Dziś hildegardiańska kuchnia serwuje wege kotlety z ciepłej, sytnej ciecierzycy i zachwycającego swym kształtem zielonego kalafiora romanesco (można użyć zwykłego).
Składniki:
- 250 g ugotowanej ciecierzycy (jeśli nie namoczyliśmy dzień wcześniej a spieszy nam się, można użyć ze słoika),
- 200 g różyczek kalafiora (użyłam zielonej odmiany romanesco, ale można dać zwykłego),
- 2 jajka od kur z naturalnego chowu,
- sól i pieprz do smaku, po 1-3 szczypty bertramu i galgantu, opcjonalnie można też dać 2 łyżeczki sosu sojowego,
- 2 łyżki otrębów orkiszowych,
- 3 łyżki mąki orkiszowej jasnej (jeśli nie mamy otrębów, można dać 5 łyżek mąki orkiszowej z pełnego przemiału),
- 2 łyżki zmielonych migdałów,
- 4 łyżki masła klarowanego do smażenia.
Ciecierzycę miksujemy blenderem wraz z 5-8 łyżkami wody pozostałej z jej gotowania. Jajko wraz z przyprawami roztrzepujemy widelcem w osobnej miseczce i dodajemy do puree z ciecierzycy, mieszamy. Dodajemy mąkę orkiszową, migdałową i otręby, mieszamy.
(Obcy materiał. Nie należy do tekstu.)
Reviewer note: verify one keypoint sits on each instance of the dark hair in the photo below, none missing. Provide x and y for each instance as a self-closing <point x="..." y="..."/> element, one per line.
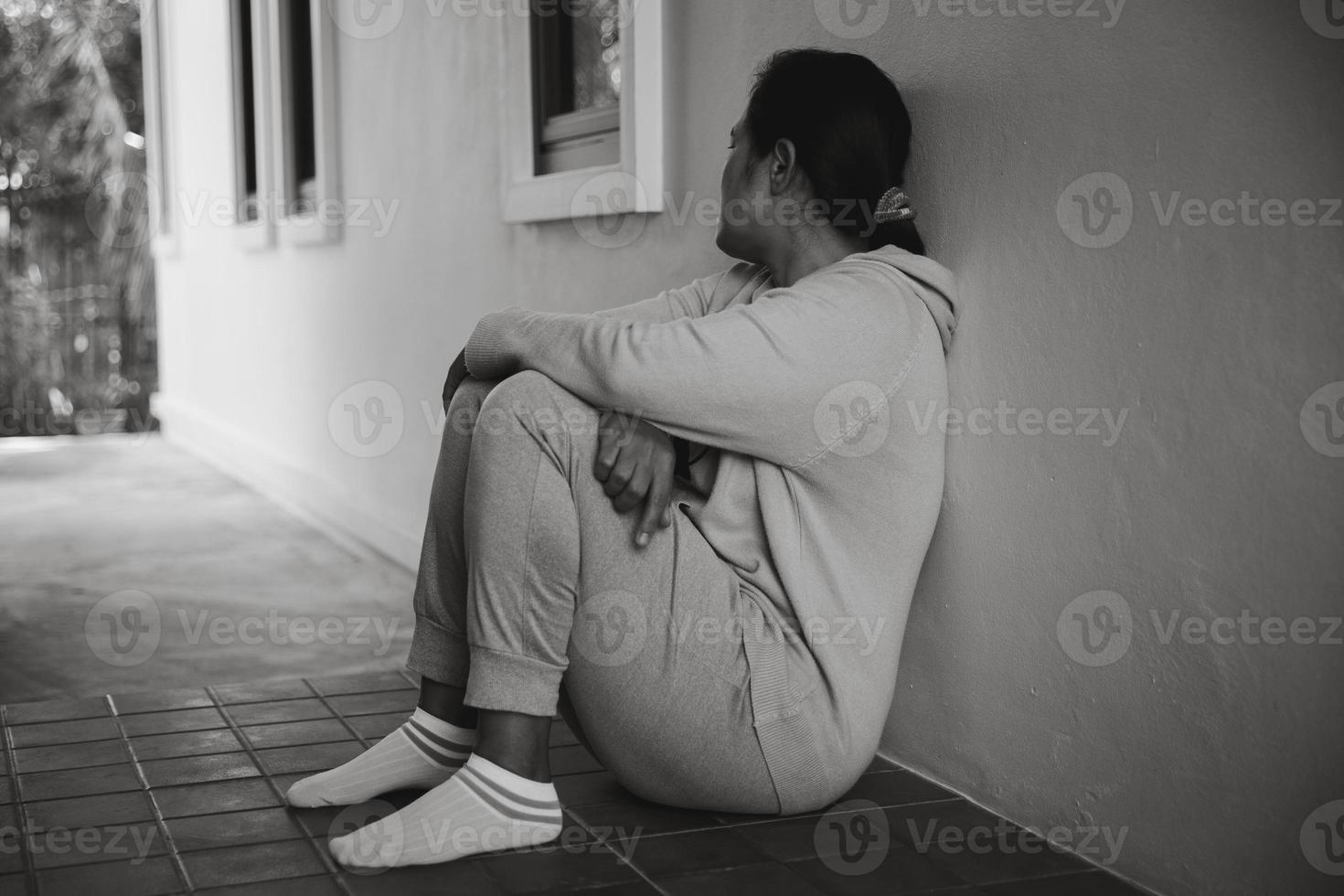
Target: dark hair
<point x="851" y="131"/>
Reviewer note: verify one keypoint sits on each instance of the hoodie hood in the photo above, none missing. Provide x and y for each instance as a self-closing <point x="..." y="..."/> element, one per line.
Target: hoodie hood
<point x="932" y="283"/>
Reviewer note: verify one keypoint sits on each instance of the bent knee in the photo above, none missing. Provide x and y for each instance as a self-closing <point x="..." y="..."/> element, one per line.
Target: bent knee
<point x="539" y="400"/>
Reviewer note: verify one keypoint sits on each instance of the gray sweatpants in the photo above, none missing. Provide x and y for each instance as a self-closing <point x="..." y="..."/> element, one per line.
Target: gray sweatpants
<point x="529" y="581"/>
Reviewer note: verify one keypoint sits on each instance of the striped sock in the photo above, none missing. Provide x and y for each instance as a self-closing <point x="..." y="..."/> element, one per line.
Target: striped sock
<point x="483" y="807"/>
<point x="423" y="752"/>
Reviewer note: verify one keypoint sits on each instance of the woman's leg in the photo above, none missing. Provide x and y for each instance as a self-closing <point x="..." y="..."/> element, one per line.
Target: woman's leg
<point x="657" y="672"/>
<point x="441" y="732"/>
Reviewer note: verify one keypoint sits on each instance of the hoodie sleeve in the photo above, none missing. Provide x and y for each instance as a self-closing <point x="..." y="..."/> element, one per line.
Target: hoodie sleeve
<point x="692" y="300"/>
<point x="746" y="379"/>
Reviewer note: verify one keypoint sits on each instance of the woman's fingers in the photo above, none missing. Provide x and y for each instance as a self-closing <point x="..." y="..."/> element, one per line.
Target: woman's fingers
<point x="655" y="508"/>
<point x="609" y="440"/>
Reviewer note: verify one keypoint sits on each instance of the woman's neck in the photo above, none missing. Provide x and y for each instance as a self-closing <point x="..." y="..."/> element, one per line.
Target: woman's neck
<point x="811" y="251"/>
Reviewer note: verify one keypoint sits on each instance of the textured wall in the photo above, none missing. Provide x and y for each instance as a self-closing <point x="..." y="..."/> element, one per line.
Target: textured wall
<point x="1199" y="495"/>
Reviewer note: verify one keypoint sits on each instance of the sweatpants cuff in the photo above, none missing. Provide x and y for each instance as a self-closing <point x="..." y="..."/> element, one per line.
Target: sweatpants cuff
<point x="438" y="655"/>
<point x="512" y="683"/>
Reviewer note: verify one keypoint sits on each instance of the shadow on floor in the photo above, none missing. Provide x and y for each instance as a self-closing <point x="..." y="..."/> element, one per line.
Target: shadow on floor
<point x="128" y="564"/>
<point x="183" y="792"/>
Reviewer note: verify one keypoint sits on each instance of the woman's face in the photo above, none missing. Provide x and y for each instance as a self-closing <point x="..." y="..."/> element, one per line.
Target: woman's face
<point x="741" y="220"/>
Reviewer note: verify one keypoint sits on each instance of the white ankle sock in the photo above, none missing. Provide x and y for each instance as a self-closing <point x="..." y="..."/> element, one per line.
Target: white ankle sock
<point x="423" y="752"/>
<point x="483" y="807"/>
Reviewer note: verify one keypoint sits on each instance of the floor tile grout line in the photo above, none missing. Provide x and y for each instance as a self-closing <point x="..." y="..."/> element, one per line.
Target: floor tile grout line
<point x="30" y="869"/>
<point x="149" y="795"/>
<point x="323" y="855"/>
<point x="323" y="699"/>
<point x="603" y="844"/>
<point x="340" y="716"/>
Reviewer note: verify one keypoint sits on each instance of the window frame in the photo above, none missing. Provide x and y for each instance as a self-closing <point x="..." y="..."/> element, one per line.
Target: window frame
<point x="258" y="234"/>
<point x="157" y="71"/>
<point x="527" y="197"/>
<point x="325" y="223"/>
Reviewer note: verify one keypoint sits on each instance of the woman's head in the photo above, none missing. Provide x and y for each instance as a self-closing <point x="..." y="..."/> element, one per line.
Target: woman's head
<point x="823" y="129"/>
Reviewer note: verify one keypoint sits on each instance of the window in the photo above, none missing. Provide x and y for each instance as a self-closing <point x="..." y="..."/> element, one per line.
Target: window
<point x="157" y="74"/>
<point x="305" y="129"/>
<point x="577" y="83"/>
<point x="251" y="162"/>
<point x="582" y="114"/>
<point x="285" y="123"/>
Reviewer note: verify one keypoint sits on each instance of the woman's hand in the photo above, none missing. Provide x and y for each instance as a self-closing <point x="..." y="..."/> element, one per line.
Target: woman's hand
<point x="636" y="463"/>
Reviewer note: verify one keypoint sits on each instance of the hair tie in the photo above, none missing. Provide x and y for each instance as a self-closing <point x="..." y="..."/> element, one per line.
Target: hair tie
<point x="894" y="206"/>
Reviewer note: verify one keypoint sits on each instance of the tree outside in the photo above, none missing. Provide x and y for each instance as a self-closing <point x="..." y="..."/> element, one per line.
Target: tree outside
<point x="77" y="293"/>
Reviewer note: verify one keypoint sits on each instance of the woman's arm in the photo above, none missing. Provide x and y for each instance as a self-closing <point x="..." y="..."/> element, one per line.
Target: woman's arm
<point x="745" y="379"/>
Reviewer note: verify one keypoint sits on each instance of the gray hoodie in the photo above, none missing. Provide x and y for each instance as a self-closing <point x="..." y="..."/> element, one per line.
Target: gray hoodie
<point x="818" y="488"/>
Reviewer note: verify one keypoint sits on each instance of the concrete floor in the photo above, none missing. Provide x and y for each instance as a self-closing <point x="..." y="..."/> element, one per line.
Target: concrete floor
<point x="243" y="590"/>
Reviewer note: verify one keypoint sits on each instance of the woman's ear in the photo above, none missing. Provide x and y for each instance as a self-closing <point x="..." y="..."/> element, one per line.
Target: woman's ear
<point x="784" y="162"/>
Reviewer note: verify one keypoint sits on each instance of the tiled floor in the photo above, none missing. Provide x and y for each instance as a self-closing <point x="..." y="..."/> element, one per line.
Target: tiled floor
<point x="182" y="792"/>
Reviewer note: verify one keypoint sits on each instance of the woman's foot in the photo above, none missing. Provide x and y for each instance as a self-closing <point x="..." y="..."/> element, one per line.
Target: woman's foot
<point x="423" y="752"/>
<point x="484" y="807"/>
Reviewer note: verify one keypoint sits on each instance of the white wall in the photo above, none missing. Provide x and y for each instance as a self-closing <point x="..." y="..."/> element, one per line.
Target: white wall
<point x="1209" y="758"/>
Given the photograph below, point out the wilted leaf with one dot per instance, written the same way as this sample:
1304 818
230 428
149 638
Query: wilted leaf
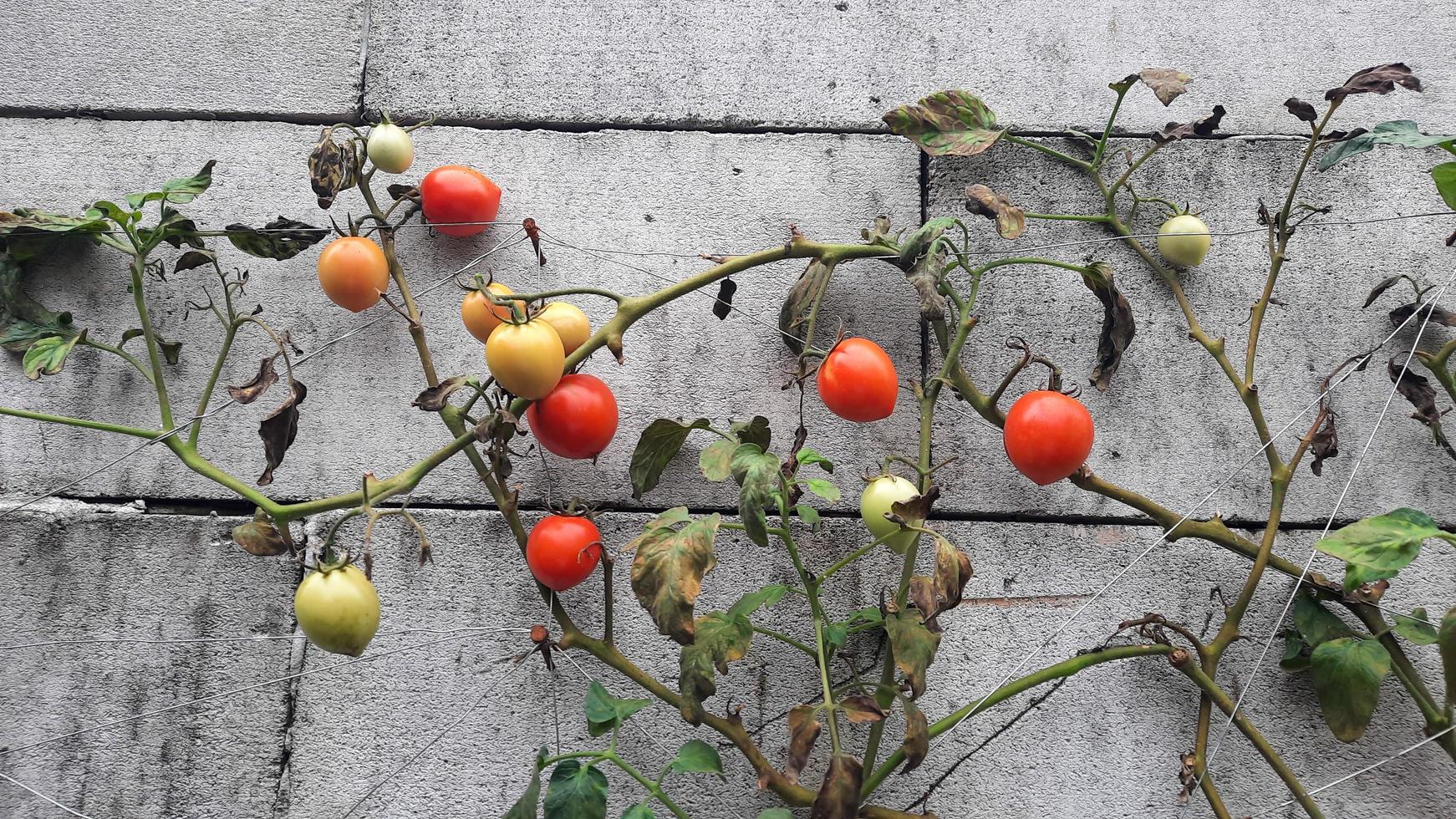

Różyczki kalafiora kroimy drobno, dodajemy do masy i też mieszamy.
Na nieprzywierającej patelni rozpuszczamy masło klarowane i smażymy małe placuszki po 2-3 minuty z każdej strony.
Pysznie smakują z kleksem kwaśnej śmietany i wędzoną sielawą lub karmazynem.